However, that shouldn't stop more of my media colleagues. Should it?
Let's consider a few things, aside from the fact B.C. teachers are on the picket lines over many of the same issues that could rear their heads in Ontario in the year ahead.
  1. Bill 122 passed before the May election and it's now governing how the pending round of collective agreements will be negotiated. Which means a legislated and regulated series of central bargaining tables where all the big-money questions will be negotiated.
  2. With the Liberals' election as a majority government, sanity may prevail and we won't see a resumption of the silliness that happened with the fall 2012 byelections and Bill 115 in an attempt to win a single seat. However you also didn't see an enthusiastic, blanket endorsement of the Liberals in the 2014 election as happened in 2011 and 2007.
  3. Since re-election, the government has been quite clear (see its Metrolinx response) that no collective agreement will include more money. If there are wage and benefit increases, those amounts need be negotiated out of monies found elsewhere in the system.
  4. Declining student enrolment has not disappeared as a real factor-- while most boards are seeing small rebounds in their youngest grades, all will still feel the real impact of fewer students. Particularly within a four-year high school program. Despite over a decade of declining enrolment, education funding in Ontario has continued to grow. There will be caps on spending and part of that may include job losses and rationalization of programs and services to match lower student populations. We need to let go of the false assumption there will be no job losses in our schools -- within a per-pupil funding and allotment system, there's no way to avoid these changes when the number of pupils drops. This is already happening and if you don't believe me ask your closest high school teacher how many surplus "lines" they have at their school for September.
This is a quick list. There are many other things to take into consideration with this round. Fro example, ETFO was given back (sort of) the wage parity its officers pissed away in 2008-12.
Given how ugly contracts were for the 2012-13 school year, is Ontario up for a repeat of this in 2014-15?  What levers get moved in which direction to keep K-12 sector spending within the government's own stated caps while rationalizing the system (particularly in secondary schools) for continued declining enrolment? Are both sides prepared for a Sunshine List release in 2015 that will show the largest-ever number of educators earning over six figures?
We need to start talking about this and the sooner the better.

6 comments:

janfromthebruce said...

There were no contracts in 2012-13 year but enforced MOUs which Boards had to agree to.
Contracts suggest some kind of bargaining which is a misrepresentation of what happen with this government.
Further, and it was suggested last year that money could come from the education sector to help fund transit.
Lastly, a 0 or 1% increase in funding, is actually a cut as it's less than inflation. Thus with the same money boards get less, and thus cuts through the back door.

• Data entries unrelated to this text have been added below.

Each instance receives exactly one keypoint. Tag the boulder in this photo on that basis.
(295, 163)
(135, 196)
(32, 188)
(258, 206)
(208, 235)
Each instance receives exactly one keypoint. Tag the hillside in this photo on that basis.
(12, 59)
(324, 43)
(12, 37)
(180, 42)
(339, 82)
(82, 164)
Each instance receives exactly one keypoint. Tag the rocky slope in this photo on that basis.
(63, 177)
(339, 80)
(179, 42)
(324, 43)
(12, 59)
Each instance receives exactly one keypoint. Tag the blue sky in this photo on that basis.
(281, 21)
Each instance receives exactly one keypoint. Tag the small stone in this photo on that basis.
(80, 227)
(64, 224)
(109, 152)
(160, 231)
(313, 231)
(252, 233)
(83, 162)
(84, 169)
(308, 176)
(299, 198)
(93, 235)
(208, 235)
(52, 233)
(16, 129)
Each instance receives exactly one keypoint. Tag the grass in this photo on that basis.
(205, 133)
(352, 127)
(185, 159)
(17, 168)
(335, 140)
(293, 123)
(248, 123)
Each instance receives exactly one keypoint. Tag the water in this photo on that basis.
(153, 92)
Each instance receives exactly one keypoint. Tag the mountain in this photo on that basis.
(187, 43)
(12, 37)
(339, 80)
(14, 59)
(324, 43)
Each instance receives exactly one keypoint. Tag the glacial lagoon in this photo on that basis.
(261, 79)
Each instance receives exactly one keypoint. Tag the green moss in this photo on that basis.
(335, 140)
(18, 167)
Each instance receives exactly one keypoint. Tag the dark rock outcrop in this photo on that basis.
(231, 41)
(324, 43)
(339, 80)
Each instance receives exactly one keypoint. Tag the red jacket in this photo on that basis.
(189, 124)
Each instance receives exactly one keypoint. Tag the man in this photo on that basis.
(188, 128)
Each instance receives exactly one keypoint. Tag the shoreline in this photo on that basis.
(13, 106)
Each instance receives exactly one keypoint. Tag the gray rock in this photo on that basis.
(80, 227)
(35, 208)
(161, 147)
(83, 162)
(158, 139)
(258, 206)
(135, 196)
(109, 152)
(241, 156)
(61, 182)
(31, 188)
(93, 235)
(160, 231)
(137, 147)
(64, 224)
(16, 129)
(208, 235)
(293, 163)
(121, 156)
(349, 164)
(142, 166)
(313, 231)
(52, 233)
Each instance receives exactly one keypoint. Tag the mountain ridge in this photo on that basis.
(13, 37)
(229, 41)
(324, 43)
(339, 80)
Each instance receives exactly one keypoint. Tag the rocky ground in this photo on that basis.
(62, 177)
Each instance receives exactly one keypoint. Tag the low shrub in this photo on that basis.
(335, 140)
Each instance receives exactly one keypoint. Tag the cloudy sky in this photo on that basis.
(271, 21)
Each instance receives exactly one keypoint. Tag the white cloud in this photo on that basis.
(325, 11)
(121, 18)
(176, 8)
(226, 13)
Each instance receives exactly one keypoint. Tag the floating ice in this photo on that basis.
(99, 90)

Education Reporter said...

janfromthebruce:

Point taken, re: 2012-14 MOUs.
To push back gently, there was a "form" of bargaining involved in all of them and I would say there was more discussion around the final set of MOUs than there may have been with the first few, even with Bill 115 in force. That's where the impositions lay and why the charter challenges on it remain alive to this day.

Point also taken, re: inflation. Given the overall provincial budget, it's a fallacy to believe the government intends to fund education taking all inflationary measures into account. This is what I mean by saying there will be layoffs -- with a declining student count provincially, some costs will be rationalized. The days of seeing increases in the overall K-12 funding envelope at a higher percentage than most any other ministries have passed. I might even suggest, being as far away from any discussion table as one can be, that we need more awareness that any increases to wages and benefits may come at the cost of layoffs or program cuts elsewhere.

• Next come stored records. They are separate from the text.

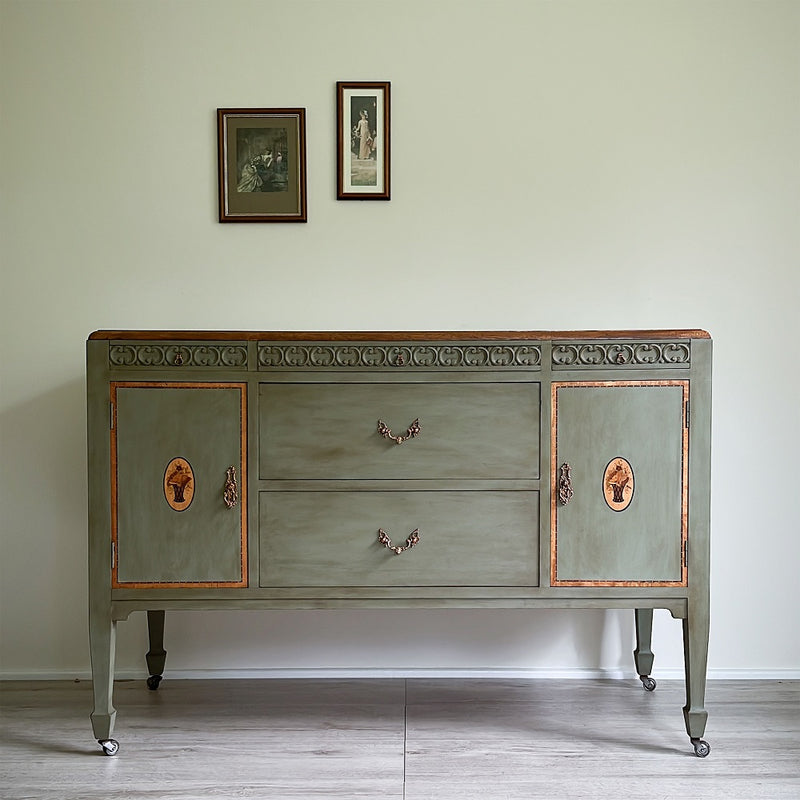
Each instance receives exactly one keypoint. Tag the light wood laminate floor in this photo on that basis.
(400, 739)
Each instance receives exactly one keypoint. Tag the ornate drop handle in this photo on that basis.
(565, 484)
(230, 495)
(384, 539)
(413, 430)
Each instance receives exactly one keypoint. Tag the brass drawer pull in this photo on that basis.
(565, 484)
(413, 430)
(384, 539)
(230, 495)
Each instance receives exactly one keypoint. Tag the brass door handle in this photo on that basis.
(230, 495)
(565, 484)
(384, 539)
(413, 430)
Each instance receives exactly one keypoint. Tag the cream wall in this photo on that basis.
(572, 164)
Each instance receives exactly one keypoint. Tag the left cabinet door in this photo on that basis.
(178, 484)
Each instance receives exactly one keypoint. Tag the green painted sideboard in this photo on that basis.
(270, 470)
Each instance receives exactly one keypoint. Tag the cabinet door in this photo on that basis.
(619, 483)
(179, 513)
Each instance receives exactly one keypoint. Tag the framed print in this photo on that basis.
(362, 140)
(262, 164)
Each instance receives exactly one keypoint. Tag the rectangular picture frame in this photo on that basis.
(262, 164)
(363, 140)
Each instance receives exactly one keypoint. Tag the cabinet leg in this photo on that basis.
(102, 643)
(643, 655)
(156, 656)
(695, 655)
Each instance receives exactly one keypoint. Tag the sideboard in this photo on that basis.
(270, 470)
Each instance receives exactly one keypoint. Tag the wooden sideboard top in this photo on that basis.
(388, 336)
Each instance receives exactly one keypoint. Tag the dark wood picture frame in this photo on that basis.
(262, 164)
(363, 140)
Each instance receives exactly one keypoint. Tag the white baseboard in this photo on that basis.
(410, 673)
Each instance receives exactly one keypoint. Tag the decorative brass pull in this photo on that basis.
(230, 495)
(384, 539)
(565, 484)
(413, 430)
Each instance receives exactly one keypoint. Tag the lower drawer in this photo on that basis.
(466, 538)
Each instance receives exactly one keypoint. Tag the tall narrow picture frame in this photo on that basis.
(262, 164)
(363, 140)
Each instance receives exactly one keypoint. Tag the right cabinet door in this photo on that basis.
(619, 492)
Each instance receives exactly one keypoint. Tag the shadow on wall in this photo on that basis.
(43, 537)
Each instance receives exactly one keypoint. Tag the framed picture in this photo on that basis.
(262, 164)
(362, 140)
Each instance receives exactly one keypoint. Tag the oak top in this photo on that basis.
(388, 336)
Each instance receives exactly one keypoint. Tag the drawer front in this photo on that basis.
(317, 539)
(467, 430)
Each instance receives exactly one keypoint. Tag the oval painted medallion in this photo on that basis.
(179, 484)
(618, 484)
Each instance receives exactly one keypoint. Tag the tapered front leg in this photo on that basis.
(643, 655)
(102, 643)
(157, 656)
(695, 656)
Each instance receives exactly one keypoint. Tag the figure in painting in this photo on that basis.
(262, 159)
(362, 133)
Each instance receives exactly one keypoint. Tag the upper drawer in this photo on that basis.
(466, 430)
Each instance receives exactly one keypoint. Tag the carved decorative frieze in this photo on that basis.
(415, 356)
(621, 354)
(178, 355)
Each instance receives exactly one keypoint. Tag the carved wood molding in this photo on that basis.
(566, 355)
(414, 356)
(233, 356)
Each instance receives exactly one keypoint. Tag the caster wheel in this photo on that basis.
(701, 747)
(648, 683)
(110, 746)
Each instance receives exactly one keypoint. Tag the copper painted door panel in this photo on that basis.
(172, 447)
(623, 445)
(467, 430)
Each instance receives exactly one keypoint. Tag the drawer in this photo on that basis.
(467, 538)
(467, 430)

Will the ed sector unions be willing to sacrifice some members (or, goodness forbid, support support staff agreements) to get others more in wages and benefits? I'd be curious to see how that unfolds.

The overall point I was trying to tease out was how the education budget isn't just going to keep on growing the way it has since 2003. Total funding stated in per-pupil terms sat around $7,000 in 2003 and it's now quite close to $11,000. There aren't too many other lines in the provincial budget that have grown to a similar degree. I think this round of negotiations will see the impact of constraints percolate to a boil far quicker and more furiously than it has in at least a decade.

Hugo

Anonymous said...

interesting discussion….here's my two cents.Two items that haven't been mentioned that the government will want at the central table will be the benefits plan and the grid. Look for the government to want to introduce a provincial benefits plan that will be modelled on the benefits of the lowest common denominator in the province. Additionally, they will seek to make structural, long term savings by extending the grid (as per Drummond Report).

The unions will want EQAO and LNS abolished (Wynne will not) ETFO and (especially) OSSTF will want almagamation of public and catholic to save money (Wynne will balk). As per BC, the government will desperately want to avoid arbitration because they know they will have to pay up in line with the OPP, Metrolinx, nurses agreements plus the fact that an arbitrator will also award teachers 'catch up' for the two year wage cut in 2012-14.

There will be a long work to rule this year possibly followed by a brief strike. Arbitration may happen, more likely there will be some kind of concession agreement where the unions get a below average wage increase and maybe language around job security (OSSTF) in return for concessions on benefits and the grid. They will try to sell this as 'gains' and the membership will be livid. I think OSSTF will settle first and then ETFO and OECTA will be forced to settle along these lines in short order.


Again, my two cents but I'd be interested to hear what others think

Jamie

Education Reporter said...

Jamie:

Interesting. Lowest common denominator benefits compared to whom? Others in the broader public sector or the private sector? The LCD in private sector is no benefits at all and I don't see that happening. Further strips on the short-term disability plans mandated in the 2012-14 MOUs?

ETFO has lobbied for the abolition of EQAO since it was created without effect. And if the government did a better job of telling people what the LNS has achieved, it wouldn't be an easy target-- how many union members have benefited from the additional training, resources and even jobs as literacy coaches created by the EQAO/LNS structure? OFIP schools, coaches, secondary success teachers, etc. I don't see the government bailing on those investments.

My positions on the single-school system are clear-- as is my deconstruction of money as its primary rationale. Potential savings, yes, but not to the degree anyone is openly estimating.

With a few exceptions along the way, I don't see that many agreements in the broader public sector that have matched those of the OPP in terms of increased wages and benefits. I don't see that trend breaking in this round of negotiations for any public sector contracts, including in the ed system.

Do agree on your settlement order -- particularly ETFO being the final to sign of the big three. Interesting to see who will be the first, given declining enrolment job losses will hit secondary harder than elementary in the coming contract.

Nobody's chipped in on length yet-- will it be another two-year deal or will they try for four years so there isn't any provincewide bargaining until after the next election?

Hugo

R Curtis said...

Correction: no 'new' money. And teachers can have any raise they wish as long as it's 'net zero'. All that aside, I, too, have wondered where Mobile Drive is (write your own jokes).

Anonymous said...

Good thing to remember is that some teachers took PAY HITS over the forced MOU (and, no, it’s no form of bargaining when the agreement has to meet only the one side’s position – hence the whole court challenge thingy), so it will be interesting to see what kind of contract “negotiations” go on when many in the public sector didn’t take loses, only zero or increases.